'13 Reasons Why' may increase teen suicide risk, according to a new study
- At-risk teenagers say watching "13 Reasons Why" puts them at a greater suicide risk, according to a new study.
- It's an important part of a body of evidence linking the show to suicide risk for young people.
- More than half of teenagers in the study's sample who went to a psychiatric emergency department "with suicide-related concerns" and who watched the show said it increased their risk.
A significant number of at-risk teenagers say the Netflix show "13 Reasons Why" puts them at greater risk for suicide, according to a study published in the journal Psychiatric Services.
The show, marketed to teenagers, revolves around the suicide of a 17-year-old girl and its impact on her friends and community. The story goes into graphic detail about the reasons behind her suicide, and also addresses sexual assault and substance abuse.
There's a body of evidence supporting that interest in suicide rose among teenagers following the show's release. Netflix itself commissioned a study on the issue and ultimately added a content warning before each episode.
The new study, conducted by professors at the University of Michigan, surveyed a group of young people - mostly people between the ages of 13 and 17, and mostly female - and asked them about the show.

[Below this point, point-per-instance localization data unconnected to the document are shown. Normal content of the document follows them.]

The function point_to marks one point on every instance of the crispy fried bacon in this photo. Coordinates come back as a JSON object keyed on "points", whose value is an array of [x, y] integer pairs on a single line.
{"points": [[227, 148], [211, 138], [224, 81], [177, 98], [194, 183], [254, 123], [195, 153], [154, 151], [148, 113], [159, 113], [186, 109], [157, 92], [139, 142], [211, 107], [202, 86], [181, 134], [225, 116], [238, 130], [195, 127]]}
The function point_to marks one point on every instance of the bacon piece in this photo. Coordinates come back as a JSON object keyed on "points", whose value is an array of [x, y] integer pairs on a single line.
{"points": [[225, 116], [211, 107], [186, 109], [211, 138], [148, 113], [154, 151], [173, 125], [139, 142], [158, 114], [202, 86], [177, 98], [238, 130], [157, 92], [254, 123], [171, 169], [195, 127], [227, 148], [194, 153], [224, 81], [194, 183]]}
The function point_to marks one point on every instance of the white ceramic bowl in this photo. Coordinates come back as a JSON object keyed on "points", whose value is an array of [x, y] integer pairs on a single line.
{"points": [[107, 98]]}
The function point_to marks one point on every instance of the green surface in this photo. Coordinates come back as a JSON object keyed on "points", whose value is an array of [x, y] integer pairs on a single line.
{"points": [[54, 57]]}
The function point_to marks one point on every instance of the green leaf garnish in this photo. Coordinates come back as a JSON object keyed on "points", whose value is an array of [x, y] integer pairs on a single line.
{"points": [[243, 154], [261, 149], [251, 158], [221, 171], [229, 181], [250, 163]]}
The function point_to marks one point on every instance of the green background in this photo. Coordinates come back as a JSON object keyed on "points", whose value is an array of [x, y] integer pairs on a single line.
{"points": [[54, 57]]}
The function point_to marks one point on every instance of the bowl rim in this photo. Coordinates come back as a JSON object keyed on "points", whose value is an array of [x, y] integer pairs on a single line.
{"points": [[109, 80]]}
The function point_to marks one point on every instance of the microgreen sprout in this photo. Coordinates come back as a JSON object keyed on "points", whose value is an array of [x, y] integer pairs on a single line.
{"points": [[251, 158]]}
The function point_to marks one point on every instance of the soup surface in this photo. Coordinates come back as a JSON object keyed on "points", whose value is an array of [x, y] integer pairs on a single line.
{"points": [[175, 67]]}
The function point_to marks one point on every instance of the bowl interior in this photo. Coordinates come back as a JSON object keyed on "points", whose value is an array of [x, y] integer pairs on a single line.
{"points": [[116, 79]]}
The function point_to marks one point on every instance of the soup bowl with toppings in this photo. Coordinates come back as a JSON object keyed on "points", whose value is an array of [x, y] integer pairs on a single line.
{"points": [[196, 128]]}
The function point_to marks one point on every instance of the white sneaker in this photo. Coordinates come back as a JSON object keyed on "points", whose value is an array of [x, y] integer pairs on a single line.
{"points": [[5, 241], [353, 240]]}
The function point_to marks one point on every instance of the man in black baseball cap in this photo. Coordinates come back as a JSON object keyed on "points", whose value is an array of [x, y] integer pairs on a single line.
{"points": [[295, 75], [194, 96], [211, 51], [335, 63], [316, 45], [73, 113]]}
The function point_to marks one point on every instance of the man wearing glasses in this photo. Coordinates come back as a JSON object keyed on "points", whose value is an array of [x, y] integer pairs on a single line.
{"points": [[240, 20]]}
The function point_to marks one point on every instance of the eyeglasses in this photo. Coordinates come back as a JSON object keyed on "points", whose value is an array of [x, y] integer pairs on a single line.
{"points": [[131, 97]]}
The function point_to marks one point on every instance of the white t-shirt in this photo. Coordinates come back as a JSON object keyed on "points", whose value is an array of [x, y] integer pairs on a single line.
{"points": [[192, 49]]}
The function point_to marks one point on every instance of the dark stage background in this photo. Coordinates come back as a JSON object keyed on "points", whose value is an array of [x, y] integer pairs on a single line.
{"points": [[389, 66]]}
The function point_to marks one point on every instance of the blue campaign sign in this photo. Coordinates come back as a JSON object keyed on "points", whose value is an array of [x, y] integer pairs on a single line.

Everyone in the sample had also gone to a psychiatric emergency department "with suicide-related concerns" in the year since the series premiered.

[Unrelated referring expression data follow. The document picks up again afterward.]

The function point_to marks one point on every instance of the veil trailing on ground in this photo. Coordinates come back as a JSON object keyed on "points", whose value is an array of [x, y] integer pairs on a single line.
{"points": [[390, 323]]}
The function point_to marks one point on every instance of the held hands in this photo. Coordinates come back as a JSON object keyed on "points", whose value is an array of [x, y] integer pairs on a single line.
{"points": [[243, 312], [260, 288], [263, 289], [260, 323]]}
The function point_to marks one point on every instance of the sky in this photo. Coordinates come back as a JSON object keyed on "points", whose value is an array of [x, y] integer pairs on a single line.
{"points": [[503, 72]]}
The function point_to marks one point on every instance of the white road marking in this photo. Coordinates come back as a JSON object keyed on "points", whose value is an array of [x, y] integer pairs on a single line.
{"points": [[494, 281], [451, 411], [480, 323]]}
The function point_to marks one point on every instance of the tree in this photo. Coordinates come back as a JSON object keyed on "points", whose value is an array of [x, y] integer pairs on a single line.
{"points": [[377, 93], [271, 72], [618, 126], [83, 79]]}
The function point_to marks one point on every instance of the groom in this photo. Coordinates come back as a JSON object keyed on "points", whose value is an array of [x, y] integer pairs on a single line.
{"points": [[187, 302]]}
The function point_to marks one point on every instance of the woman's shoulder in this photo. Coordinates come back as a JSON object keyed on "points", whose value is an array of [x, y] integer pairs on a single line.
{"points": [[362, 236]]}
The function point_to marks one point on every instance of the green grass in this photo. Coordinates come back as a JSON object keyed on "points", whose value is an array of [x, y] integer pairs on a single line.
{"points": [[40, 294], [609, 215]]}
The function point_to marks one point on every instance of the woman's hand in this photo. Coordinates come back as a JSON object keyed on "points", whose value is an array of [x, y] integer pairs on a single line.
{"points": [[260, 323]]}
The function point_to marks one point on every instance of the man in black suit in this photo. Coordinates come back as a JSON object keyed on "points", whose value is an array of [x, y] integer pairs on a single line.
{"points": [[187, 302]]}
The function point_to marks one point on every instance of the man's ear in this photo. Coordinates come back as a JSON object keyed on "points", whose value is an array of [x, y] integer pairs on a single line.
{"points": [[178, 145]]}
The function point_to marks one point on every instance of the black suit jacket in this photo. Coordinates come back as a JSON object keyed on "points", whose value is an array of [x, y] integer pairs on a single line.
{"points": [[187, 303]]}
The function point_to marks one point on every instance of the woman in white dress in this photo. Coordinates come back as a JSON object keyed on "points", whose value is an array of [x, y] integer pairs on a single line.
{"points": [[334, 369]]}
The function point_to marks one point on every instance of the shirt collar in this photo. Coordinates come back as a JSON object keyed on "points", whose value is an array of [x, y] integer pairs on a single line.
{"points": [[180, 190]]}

49% of the sample surveyed said they watched at least one episode. Of those people, 51% said it increased their risk of suicide. The effect was especially strong among "high-risk" youth, according to the study.
"Youths with more depressive symptoms and suicidal ideation were more likely to identify with the lead characters and report negative affect while viewing," the study said.
Victor Hong, the study's lead author and the medical director of psychiatric emergency services at Michigan Medicine, said that parents, teachers, and health providers were concerned about the effect of the show - especially on teenagers already at risk for suicide.
"Our study doesn't confirm that the show is increasing suicide risk, but it confirms that we should definitely be concerned about its impact on impressionable and vulnerable youth," he said. "Few believe this type of media exposure will take kids who are not depressed and make them suicidal. The concern is about how this may negatively impact youth who are already teetering on the edge."